On the same day last summer when the U.S. Supreme Court ruled it unconstitutional to execute a child rapist if the victim isn’t killed, striking down a Louisiana decision, a furious Jindal signed a law mandating castration of certain second-time sex offenders.

“If you intend to harm a child you better stay out of the State of Louisiana,” Jindal said.

He said those who find comfort in computer maps showing the places sex offenders live are missing the point.

“I’d be much more impressed to find out they are all in one — the state penitentiary,” Jindal said.

Moving to the economy, Jindal said the current economic crisis has cultural and moral roots as the housing and stock market freefalls are in large part the result of “unchecked avarice.”

In his speech, Jindal also showed the ability to effectively use the humorous anecdote. Following Hurricane Katrina, Jindal’s 3-year-old daughter asked him before bed one night, why, when she prayed to God to protect the state from the wrath of the weather, did so many people die?

“I said, ‘Sweetheart, go back to sleep. When you wake up, ask mommy. She knows everything,’” Jindal said.

Adam Freed, an Urbandale attorney, said he left the event with a favorable impression of Jindal.

“I thought he gave a very compelling speech,” Freed said. “I thought he definitely hit all the issues I agree on right on the head.”

Freed said Jindal’s focus on culture was key.

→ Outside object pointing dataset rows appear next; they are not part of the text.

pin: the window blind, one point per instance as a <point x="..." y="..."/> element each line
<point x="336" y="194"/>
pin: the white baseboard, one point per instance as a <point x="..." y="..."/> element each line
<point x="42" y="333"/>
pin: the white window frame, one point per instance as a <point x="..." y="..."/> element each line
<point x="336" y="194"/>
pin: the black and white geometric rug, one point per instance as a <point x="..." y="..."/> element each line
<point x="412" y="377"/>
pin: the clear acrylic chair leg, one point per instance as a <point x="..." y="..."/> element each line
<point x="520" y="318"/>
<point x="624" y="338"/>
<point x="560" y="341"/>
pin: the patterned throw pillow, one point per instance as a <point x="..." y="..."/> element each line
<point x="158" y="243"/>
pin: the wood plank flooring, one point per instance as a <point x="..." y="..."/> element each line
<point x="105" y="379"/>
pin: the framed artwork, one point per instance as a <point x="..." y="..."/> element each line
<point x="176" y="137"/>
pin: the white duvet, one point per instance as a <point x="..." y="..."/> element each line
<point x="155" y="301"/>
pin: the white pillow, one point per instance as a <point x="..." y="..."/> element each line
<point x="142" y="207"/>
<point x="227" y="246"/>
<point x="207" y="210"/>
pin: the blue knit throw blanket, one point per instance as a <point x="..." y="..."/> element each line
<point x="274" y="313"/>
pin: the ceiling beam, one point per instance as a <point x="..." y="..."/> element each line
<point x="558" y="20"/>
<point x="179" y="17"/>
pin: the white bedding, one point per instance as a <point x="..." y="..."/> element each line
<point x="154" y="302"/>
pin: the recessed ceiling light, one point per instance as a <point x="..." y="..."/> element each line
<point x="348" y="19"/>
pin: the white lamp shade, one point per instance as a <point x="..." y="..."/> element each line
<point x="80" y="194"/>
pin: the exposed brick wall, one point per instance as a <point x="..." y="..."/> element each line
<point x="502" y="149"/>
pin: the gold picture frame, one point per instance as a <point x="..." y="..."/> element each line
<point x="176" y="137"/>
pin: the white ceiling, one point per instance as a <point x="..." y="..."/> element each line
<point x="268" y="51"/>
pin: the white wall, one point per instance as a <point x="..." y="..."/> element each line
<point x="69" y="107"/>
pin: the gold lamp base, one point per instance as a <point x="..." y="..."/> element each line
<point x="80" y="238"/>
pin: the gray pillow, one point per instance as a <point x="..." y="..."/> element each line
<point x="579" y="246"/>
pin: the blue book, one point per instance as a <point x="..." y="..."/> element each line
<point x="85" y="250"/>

“I think a lot of times in the secular culture we just kind of forget about the fact that we need the cultural underpinning to make our system work,” Freed said. “We need to have consistent values that everybody agrees with.”

Hazel Anderson, a homemaker in Altoona and a New Orleans native, said Jindal connected with the audience when talking about protecting children from crime.

“I thought it was wonderful because the children are the future leaders,” she said.
Anderson said Jindal reached the GOP activists who will be vital in determining which candidate emerges from Iowa in 2012.

“I think he said good things for this audience,” Anderson said.

UPDATE: Eastern Iowa blogger John Deeth -- my old colleague at Iowa Independent -- covered the Jindal event in Cedar Rapids earlier in the day and had some thoughtful takes.


Photo: Louisiana Gov Bobby Jindal, a Republican, spoke to about 800 people at an Iowa Family Policy Center dinner on Saturday in Des Moines. The socially conservative organization is a major force in Iowa Republican politics, and Jindal is already being talked about as a possible presidential candidate in 2012.